RMB Holdings is an investment holding company with a property portfolio. The group has been selling down assets and returning cash to shareholders, an important point to remember when looking at a trading statement dealing with a move in net asset value (NAV) per share.

Compared to September 2023, the NAV per share will drop by between 27% and 46%. It’s more helpful to consider the actual numbers involved, with an expected range of 56.1 cents to 75.9 cents. That’s a decrease of between 28.1 cents and 49.9 cents. Over the period, dividends to the value of 30.75 cents were paid.
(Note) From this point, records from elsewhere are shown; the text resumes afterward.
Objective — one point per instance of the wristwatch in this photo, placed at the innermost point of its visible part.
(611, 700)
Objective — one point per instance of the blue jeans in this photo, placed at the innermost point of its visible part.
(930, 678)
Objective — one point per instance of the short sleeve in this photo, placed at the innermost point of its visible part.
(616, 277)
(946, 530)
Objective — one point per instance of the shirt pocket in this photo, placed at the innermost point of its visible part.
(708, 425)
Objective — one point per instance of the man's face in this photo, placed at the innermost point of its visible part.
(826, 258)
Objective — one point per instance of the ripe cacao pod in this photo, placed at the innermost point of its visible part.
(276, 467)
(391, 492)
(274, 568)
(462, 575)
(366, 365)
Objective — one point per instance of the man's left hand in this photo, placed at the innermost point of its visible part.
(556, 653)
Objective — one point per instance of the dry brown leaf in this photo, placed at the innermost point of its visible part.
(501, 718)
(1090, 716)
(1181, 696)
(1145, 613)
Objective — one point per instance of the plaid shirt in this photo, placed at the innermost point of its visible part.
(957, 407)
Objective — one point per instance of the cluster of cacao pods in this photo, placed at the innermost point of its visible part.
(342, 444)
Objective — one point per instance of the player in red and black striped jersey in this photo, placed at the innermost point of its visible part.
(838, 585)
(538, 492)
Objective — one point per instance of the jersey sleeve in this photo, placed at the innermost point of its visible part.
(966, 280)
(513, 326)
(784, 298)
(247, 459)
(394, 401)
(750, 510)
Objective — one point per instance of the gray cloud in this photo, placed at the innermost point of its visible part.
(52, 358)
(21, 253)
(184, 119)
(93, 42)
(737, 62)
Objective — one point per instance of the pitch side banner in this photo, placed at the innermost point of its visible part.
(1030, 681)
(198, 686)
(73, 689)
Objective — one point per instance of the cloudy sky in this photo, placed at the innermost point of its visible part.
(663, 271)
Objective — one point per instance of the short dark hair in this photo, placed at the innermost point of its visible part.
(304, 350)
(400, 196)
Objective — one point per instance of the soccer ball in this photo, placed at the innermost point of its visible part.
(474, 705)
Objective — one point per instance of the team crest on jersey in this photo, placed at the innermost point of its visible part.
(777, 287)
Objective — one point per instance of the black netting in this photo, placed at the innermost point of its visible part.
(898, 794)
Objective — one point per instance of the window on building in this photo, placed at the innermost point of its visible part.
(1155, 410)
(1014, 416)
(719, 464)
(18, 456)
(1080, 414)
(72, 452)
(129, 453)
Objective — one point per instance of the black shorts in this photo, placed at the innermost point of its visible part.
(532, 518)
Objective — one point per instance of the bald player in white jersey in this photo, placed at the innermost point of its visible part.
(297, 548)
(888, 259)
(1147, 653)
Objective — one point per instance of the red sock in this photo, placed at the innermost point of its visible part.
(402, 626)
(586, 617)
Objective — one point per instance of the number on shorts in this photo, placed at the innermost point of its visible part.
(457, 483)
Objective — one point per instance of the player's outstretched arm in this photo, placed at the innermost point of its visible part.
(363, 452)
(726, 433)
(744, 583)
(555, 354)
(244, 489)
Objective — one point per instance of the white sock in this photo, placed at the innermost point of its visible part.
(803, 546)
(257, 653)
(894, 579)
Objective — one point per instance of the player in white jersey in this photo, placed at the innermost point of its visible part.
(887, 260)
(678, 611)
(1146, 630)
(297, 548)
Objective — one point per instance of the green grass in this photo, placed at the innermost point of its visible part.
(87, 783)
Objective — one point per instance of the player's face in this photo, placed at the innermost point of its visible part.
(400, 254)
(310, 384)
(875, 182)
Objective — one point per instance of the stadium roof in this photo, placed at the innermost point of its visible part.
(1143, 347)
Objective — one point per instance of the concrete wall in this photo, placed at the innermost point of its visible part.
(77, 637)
Based on the midpoint of guidance, it therefore seems that the NAV has come down even after taking the dividends into account.


Nibbles:

  • Director dealings:
    • The director of CMH (JSE: CMH) who has recently been selling shares is at it again, with a sale to the value of R3.2 million.
    • The independent non-executive chairman of WeBuyCars (JSE: WBC) bought shares worth R150k.
  • Delta Property Fund (JSE: DLT) has agreed to another property sale, this time for the Beacon Hill building in King Williams Town for R13 million. They went the auction route this time, which tells you how rough things are for the worst part of the Delta portfolio. The hammer went down at R13 million and the property was previously valued at R39 million. At some point, you just have to cut your losses.
  • Redefine Properties (JSE: RDF) has confirmed that the dividend reinvestment price for shareholders electing that alternative is R4.45 per share. This is a 3.4% discount to the spot price on 18 November, so there’s some incentive at least to take this route instead of a cash dividend.
  • The CFO of AfroCentric (JSE: ACT), Hannes Boonzaaier, has resigned after 22 years of service with the group. He will remain until 31 January 2025 to help with a handover. No replacement has been named at this stage.
  • Sygnia (JSE: SYG) announced that its proposed amendments to the employee share option scheme received approval from 97.31% of shareholders present at the meeting.
  • There is practically zero liquidity in Cafca Limited (JSE: CAC), a Zimbabwean cable manufacturing company listed on the JSE. They report in Zimbabwean Gold, so there are some big local currency numbers that aren’t worth much in proper currencies. For what it’s worth, HEPS fell by 38%.
  • Sable Exploration and Mining (JSE: SXM) has appointed Ulrich Bester as CEO and Mpume Sidaki and executive financial director, both with effect from 1 December 2024.
  • Salungano (JSE: SLG) has renewed the cautionary related to the business rescue of Keaton Energy, noting that agreements with suppliers in respect of the section 155 compromise proposal are still to be finalised.